Montreal's McGill University is heading a year-long, Canada-wide study on the safety of cannabis used for medical purposes.

Recreational potheads need not apply.

Seven pain clinics across the country are now enrolling patients for this study, considered a first of its kind, lead investigator Mark Ware of the McGill University Health Centre, said Wednesday.

"We obviously can't take in every cannabis user that's got a little bit of back pain. It has to be people who are critically in a lot of pain and whose other therapies are failing them," Ware said. "Physicians know who these people are."

The typical recruit would have pain from spinal-cord injuries, multiple sclerosis, arthritis, nerve injury and other kinds of treatment-resistant pain, but cancer patients are not being sought.

Ware is already involved in studies measuring marijuana's therapeutic value in pain control. But in the COMPASS study -- cannabis for the management of pain: assessment of safety study -- he's seeking to document adverse side effects. How does pot use affect the heart, kidney, liver and lungs as well as cognitive functions including memory and concentration?

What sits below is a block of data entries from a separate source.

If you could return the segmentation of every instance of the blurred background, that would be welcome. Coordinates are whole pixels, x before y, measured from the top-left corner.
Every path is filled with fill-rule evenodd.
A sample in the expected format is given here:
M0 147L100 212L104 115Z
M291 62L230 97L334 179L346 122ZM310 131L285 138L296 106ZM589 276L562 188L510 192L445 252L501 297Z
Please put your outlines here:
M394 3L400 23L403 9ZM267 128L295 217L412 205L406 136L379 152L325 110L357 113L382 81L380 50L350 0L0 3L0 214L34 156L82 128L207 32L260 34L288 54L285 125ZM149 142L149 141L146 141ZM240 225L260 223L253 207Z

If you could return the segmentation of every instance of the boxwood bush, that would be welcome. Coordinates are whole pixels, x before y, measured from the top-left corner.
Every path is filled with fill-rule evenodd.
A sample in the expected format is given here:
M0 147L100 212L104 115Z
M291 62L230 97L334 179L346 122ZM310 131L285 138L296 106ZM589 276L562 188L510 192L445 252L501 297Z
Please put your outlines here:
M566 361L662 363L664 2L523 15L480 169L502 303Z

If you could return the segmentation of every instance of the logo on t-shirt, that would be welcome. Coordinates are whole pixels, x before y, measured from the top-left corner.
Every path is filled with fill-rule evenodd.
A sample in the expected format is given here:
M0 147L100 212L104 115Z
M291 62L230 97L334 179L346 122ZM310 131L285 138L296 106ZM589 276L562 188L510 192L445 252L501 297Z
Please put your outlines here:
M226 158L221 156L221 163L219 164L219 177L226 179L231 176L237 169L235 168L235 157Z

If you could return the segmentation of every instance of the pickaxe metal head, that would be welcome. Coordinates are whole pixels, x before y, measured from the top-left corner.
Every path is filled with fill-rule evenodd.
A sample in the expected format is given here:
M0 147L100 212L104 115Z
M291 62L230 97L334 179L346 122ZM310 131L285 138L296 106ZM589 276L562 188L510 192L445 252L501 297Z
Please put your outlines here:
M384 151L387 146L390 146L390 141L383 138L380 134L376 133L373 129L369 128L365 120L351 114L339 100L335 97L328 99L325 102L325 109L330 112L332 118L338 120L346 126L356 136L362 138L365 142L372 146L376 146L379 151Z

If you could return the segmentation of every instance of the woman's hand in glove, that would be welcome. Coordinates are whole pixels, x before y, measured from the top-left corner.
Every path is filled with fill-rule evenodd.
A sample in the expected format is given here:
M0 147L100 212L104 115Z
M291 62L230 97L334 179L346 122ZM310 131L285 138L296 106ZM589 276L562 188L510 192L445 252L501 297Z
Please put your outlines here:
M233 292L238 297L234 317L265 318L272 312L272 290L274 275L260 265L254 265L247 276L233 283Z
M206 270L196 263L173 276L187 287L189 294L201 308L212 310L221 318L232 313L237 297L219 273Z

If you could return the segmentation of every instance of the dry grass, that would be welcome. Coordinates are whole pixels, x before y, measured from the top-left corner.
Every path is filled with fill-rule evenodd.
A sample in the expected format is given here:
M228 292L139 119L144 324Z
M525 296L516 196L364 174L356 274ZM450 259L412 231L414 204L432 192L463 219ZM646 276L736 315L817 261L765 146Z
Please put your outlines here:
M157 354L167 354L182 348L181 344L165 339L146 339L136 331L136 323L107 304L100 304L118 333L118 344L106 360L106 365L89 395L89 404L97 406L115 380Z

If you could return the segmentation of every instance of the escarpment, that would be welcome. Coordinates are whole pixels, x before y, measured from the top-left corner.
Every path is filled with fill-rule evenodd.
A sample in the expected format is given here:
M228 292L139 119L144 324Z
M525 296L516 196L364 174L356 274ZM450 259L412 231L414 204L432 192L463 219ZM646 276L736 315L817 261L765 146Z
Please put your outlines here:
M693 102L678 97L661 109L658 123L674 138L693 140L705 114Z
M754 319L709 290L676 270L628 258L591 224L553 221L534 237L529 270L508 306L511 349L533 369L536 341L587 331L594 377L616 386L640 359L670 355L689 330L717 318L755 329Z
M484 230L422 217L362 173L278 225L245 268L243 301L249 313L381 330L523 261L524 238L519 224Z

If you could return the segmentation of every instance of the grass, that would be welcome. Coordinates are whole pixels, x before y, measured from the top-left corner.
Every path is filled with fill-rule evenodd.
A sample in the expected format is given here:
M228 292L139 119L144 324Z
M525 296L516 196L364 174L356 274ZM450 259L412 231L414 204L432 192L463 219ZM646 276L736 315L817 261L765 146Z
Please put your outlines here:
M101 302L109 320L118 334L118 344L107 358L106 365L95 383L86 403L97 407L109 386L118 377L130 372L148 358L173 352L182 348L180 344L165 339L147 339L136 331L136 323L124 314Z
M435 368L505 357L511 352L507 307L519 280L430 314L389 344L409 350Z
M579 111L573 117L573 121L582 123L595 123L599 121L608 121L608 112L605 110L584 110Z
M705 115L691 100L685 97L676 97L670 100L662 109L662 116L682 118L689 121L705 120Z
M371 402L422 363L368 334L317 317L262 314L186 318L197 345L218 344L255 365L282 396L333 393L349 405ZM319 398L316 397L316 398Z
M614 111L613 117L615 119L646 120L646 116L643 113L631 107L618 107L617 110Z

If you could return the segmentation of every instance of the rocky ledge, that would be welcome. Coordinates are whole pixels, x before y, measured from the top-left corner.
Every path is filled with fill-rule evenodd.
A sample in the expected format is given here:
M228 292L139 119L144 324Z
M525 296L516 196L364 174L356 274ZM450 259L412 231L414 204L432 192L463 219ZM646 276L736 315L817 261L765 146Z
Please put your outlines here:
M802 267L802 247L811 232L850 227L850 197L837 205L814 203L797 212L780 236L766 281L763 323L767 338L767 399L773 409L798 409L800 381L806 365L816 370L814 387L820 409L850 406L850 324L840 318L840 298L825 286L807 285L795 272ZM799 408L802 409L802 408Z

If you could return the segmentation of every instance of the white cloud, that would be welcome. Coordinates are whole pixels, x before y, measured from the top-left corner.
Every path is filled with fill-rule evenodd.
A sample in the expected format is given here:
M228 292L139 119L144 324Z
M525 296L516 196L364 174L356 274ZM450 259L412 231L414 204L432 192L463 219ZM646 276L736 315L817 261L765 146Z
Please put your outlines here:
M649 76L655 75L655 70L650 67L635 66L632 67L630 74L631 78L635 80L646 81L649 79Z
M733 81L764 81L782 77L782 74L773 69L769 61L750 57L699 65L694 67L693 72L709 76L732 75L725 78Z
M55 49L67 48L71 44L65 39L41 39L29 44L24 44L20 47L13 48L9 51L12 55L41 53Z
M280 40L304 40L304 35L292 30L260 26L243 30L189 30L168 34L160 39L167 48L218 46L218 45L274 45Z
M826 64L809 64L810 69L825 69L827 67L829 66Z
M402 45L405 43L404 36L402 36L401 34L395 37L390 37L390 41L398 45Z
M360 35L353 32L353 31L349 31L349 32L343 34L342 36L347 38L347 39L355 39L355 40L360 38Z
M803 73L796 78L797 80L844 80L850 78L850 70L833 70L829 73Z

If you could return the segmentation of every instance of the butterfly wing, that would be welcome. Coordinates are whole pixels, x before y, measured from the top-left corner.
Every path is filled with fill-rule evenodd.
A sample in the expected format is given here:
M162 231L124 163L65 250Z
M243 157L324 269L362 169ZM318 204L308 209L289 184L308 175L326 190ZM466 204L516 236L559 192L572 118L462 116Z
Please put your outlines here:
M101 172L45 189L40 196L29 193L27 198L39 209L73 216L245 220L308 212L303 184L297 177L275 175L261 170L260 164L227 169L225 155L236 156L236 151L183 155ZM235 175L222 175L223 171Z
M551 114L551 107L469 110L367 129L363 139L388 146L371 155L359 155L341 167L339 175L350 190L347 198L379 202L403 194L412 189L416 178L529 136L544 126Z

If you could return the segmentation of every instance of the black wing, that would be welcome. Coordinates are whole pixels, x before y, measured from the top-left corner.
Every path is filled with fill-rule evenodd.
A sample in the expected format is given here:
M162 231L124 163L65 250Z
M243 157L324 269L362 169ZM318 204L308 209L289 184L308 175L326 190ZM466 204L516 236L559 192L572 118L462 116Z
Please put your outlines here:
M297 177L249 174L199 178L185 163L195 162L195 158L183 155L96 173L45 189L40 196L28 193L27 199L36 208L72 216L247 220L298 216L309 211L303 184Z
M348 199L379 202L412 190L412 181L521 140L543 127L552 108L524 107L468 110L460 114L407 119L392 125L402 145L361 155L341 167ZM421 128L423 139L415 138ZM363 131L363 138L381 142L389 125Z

The study expects to answer these questions by following 1,400 patients with chronic pain, including 350 who already use pot as part of their therapy.

Free weed will be supplied by Health Canada. The strain supplied is to contain 12 per cent of the active ingredient, tetrahydrocannabinol (THC).

For study participants, marijuana possession will be legal. They'll be able get their doses at local pharmacies -- starting with once a week for the first month, then once a month for the rest of the year. It's to be used at home as usual -- smoked, brewed as tea or cooked in recipes.